1. Objective

The presentation of results is accomplished by UTR component (Ultimate Table of Results). The main objective of UTR is to provide the facilities to create and to preview a table view of the result classes. Since the structure of classes is flexible and the classes are linked with relations, UTR aims to facilitate this creation according to new properties added by the user and to integrate other properties from other classes that are related to the selected result classes.

  1. Description

Before explaining the functionalities of UTR, we propose brief theoretical information

Theoretical Background

All information are stored following the RDF h model, this model allows a high flexibility to describe the structure of resources and relations between them. In our case, the main purpose resource is the instance of classes. Each class has a set of instances that represent a specific resource with a set of property values.
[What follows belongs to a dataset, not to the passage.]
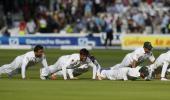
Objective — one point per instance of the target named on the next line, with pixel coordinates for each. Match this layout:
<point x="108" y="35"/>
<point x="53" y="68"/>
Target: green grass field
<point x="83" y="89"/>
So, in order to exploit these resources, on should get the structure of its class and get all the property values that are defined within the class description.

To do that the RDF model provides a specific type of relations (predicate) to ensure the correspondence between classes, properties, instances and property values of instances.

In addition of the class structure, there is an important relation between class that is the Range http:www.w3.org/2000/01/rdf-schema#range. With the range, on can establish a specific relation between class and use it as junction (as in SQL) to get the appropriate instance of class base on instance of other one.

As the RDF, and TAO by consequence, provides high degree of flexibility to describe classes, our task is more complicated that exploiting a rigid and static data model. We have two main objectives:

  1. Extract information on the fly and without any knowledge about the model structure.
  2. Provide an easy to use factory, to help developer to create their one result tables.

  3. Architecture

In this section, we present the architecture of the UTR extension by providing the class diagram and the structure of the table


The extension contains 4 classes

  1. RegCommon: provides the main and the common methods to build the table of result.

    1. Get classes according to instances
    2. Filter the properties to provide to hide RDF ones.
    3. Get the classes that are range of the selected classes.
    4. Get the value of column according to the its description, specially the path value
  2. TReg_VirtualTable: this class fosters on the creation and managing of the table according to UTR model. It provides some services as

    1. Add columns
    2. Delete columns
    3. Delete rows
    4. Create instant Table
    5. Export to CSV and native excel
  3. UtrStatistic in this version, it gives a percentage of no null value for rows and column
  4. UtrFilter: adds filter feature to the table according to a complex filter criteria.

Structure of the table

T : an UTR table is 2-tuple :

T:= (Instances, Columns )

  • Instances: list of instances, in the case of the Result Module instances are the results of tests passed by test takers.
  • Columns: set of column.

Column:= (Label, Path )

  • Label : is the label of the column.
  • Path : is a complex structure.

Path := PU[{ Sep } PU ] *

PU : Property URI is the URI of a property of the ranged class.

Sep : is a separator. In the current version Sep = ‘**’

The path

The path constitutes an important notion in the description of a column. The path permits to establish a relation with instances of other classes.

  • To get the accurate instances between classes, we use the concept of path query; each path query is a sequence of property URI, which will be used to do model exploitation. After that, for each instance, on uses the trGetBridgePropertyValues() to get exactly the appropriate set of instance corresponding to the initial instance and based on the path.
  • The path is created based on a other sub function : get the range of the class, get the description of the properties …See php Doc.

    On can put only the information related to the test it self, or on can also put other information from other class that are in relation with result classes. This is an interesting feature to use.